Windows is deeply opportunistic when it comes to system memory. When it sees available RAM, it fills it almost to the brim with cached assets, pre-fetched data, and standby content it thinks you’ll need next. This is usually perceived unfavorably, but it’s reasonable behavior from an OS perspective. The problem with treating this data as reflective of your memory requirement is the fact that it exaggerates your “in use” figure well beyond what your workload demands on a typical workday. A 32GB system showing 24GB occupied and a 16GB system running the same workload at 8GB are often doing the exact same amount of work. The larger headroom just gives Windows the license to cache more speculatively.

The figure you actually want for this diagnosis is the Active Working Set, which is the memory your system cannot function without before it starts paging to your SSD’s NAND. You can’t access this information via the Task Manager at all, as for this, you need your Resource Monitor.

If you type “resmon” into your Start Menu and pop open your Resource Monitor, the “Memory” tab will comprehensively explain your memory needs, provided you know which data set to look for. A horizontal bar at the bottom breaks your physical memory into four color-coded categories, which represent the memory “In Use”, “Hardware Reserved”, “Modified”, “Standby”, and “Free”.

Here, “In Use” represents your Active Working Set, which refers to memory that running processes are actively consuming. This is precisely the figure that reflects your demand. “Modified”, on the other hand, is a small, transient queue of pages changed in memory but not written back to disk. The category that misleads most is “Standby”, which are pages that processes used recently but are no longer actively needed. Windows tends to keep them cached on the off chance they are requested again, but discards them instantly when something else requires the space. “Free” is completely unoccupied, and a healthy system will often show very little of it. The two categories you need for a valid estimation, therefore, are “In Use”, especially when your system is running the applications you intend to run on your new build, and of course, the “Modified” memory. This is a rather straightforward litmus test I like to run before evaluating memory configuration for laptops I am looking to buy.

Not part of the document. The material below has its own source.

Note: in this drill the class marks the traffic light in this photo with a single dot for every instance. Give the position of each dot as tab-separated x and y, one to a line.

In between an average work session running all the apps and services that I normally use, the Resource Monitor shows about 14–15 GB of memory “In Use” alongside 15–16 GB sitting in “Standby.” Simply put, on a usual day, nearly half the installed memory is doing nothing essential. The “In Use” figure usually includes a dozen non-essential Chrome tabs, Discord running in the background (that I most likely forgot to close) and other communication apps, and even with all of that running simultaneously, the system’s demand rarely grazes past the 17GB mark.

I first stumbled upon the Task Manager misattribution by accident, when one of the DDR4 sticks on my home workstation failed, dropping me from 16GB to 8GB. I expected the system to struggle and crawl, but instead, all my applications (and even games) ran almost identically to how they did at full capacity. The reason for this is the fact that my actual working set had never been close to 16GB to begin with, and Windows had simply been filling the available headroom with processes it deemed necessary. Needless to say, I didn’t feel the need to replace the faulty DDR4 DIMM till date, and my workflow hasn’t exactly suffered because of it.

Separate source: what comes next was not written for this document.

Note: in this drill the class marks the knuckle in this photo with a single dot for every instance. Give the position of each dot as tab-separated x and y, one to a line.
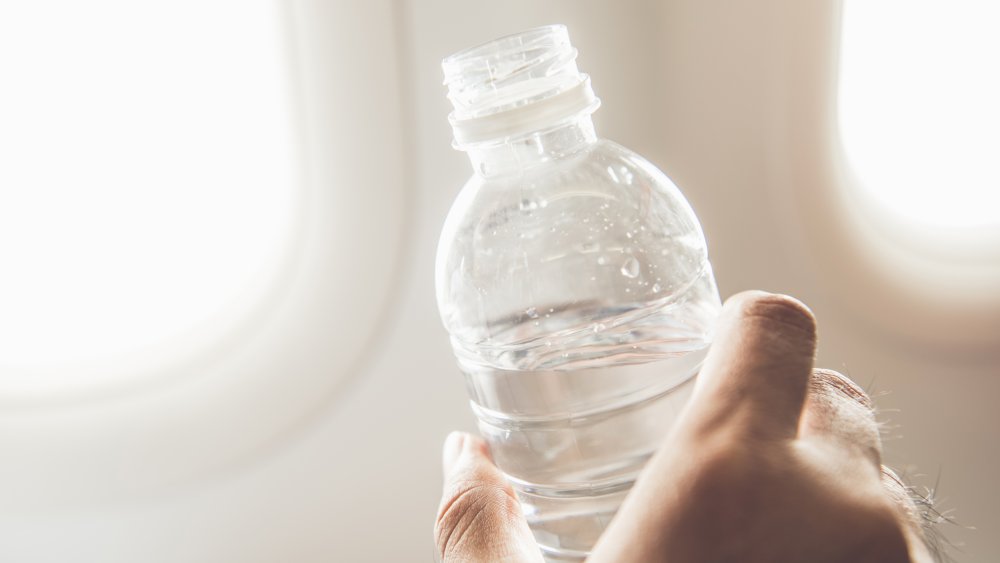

This almost goes without saying, but your workflow will always dictate your memory requirements. A video editor working with 4K feeds and timelines and a gamer running Twitch alongside a AAA title will always land on different numbers. The variance, however, is narrower than what conventional wisdom suggests. The difference between what your system and your workflow demand versus whatever Windows Task Manager suggests is always a touch wider than you’d expect. As such, it’s always a good idea to measure first and buy second, especially given the current RAM economy.